Rissoles are a crowd-pleasing winner, but when you cover them with cheese and sweet caramelised onion, they’re even harder to refuse! This colourful plate also gets a serve of kumara fries and a family-friendly salad for a rainbow of delights.
1
onion
2
Kumara
1 clove
garlic
1
tomato
1
carrot
1 packet
Venison & Beef Mince
1 sachet
Aussie Spice Blend
¼ packet
fine breadcrumbs
(Contains: Gluten(Wheat))
1 packet
Shredded Cheddar Cheese
(Contains: Milk)
1 bag
salad leaves
1 packet
garlic aioli
(Contains: Eggs, Soy)
1
olive oil
1
egg
(Contains: Eggs)
1 tbs
soy sauce
(Contains: Gluten, Soy)
¼ tsp
salt
½ tbs
water
1 tsp
brown sugar
1.5 tbs
balsamic vinegar (for the onion)
½ tsp
honey
½ tbs
balsamic vinegar (for the dressing)

Preheat the oven to 220°C/200°C fan-forced. Peel the kumara and cut into fries. Place the kumara on a lined oven tray. Drizzle generously with olive oil, season with salt and toss to coat. Add a dash of water to the tray and bake until tender, 20-25 minutes.

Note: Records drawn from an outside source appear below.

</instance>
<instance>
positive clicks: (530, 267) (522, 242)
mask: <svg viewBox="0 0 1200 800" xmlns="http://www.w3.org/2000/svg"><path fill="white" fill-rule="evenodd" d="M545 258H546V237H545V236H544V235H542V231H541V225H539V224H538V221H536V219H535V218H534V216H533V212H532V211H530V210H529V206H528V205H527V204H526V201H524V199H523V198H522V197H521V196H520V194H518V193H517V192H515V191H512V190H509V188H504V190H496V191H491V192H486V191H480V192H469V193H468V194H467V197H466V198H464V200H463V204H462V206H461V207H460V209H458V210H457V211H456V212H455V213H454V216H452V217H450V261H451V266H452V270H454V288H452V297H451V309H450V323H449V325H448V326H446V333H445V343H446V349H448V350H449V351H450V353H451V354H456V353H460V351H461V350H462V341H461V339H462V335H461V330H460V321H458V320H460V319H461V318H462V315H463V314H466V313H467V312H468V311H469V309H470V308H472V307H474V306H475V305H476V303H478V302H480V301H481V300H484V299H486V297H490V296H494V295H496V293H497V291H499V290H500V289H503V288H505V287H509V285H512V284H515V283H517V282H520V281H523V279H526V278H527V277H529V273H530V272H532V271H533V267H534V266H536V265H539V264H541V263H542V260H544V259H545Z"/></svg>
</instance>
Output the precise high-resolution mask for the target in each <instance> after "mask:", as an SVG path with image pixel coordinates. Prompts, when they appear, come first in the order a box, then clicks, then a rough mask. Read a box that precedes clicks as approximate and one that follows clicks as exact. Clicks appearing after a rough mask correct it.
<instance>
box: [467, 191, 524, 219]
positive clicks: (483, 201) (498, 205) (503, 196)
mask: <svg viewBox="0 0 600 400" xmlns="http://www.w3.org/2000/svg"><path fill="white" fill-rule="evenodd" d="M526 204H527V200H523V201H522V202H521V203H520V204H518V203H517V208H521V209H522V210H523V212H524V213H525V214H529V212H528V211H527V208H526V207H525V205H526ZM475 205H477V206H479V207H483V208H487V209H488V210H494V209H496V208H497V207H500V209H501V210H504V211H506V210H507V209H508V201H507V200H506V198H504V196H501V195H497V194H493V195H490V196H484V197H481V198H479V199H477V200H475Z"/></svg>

While the fries are baking, finely chop the garlic. Thinly slice the red onion. Roughly chop the tomato. Grate the carrot. In a large bowl, combine the venison & beef mince, garlic, Aussie spice blend, fine breadcrumbs (see ingredients), egg, soy sauce and the salt. Using damp hands, shape heaped spoonfuls of the mixture into meatballs, then flatten to make 2cm-thick rissoles. Transfer to a plate. You should get 3-4 rissoles per person.

In a large frying pan, heat a drizzle of olive oil over a medium heat. Cook the onion, stirring, until softened, 5-6 minutes. Add the water, brown sugar and balsamic vinegar (for the onion) and mix well. Cook until dark and sticky, 3-5 minutes. Transfer to a small bowl.

Return the frying pan to a medium-high heat with a drizzle of olive oil. Cook the rissoles until just cooked through, 3-4 minutes each side. In the last 2-3 minutes of cook time, sprinkle the shredded Cheddar cheese over the rissoles and cover with a lid (or foil) until melted.
TIP: If your pan is getting crowded, cook the rissoles in batches for the best results!

In a medium bowl, combine the honey, a generous drizzle of olive oil and balsamic vinegar(for the dressing). Season with salt and pepper. Add the mixed salad leaves, tomato and carrot. Toss to coat.

Divide the venison and beef rissoles, garden salad and kumara fries between plates. Top the rissoles with the caramelised onion and serve with the garlic aioli.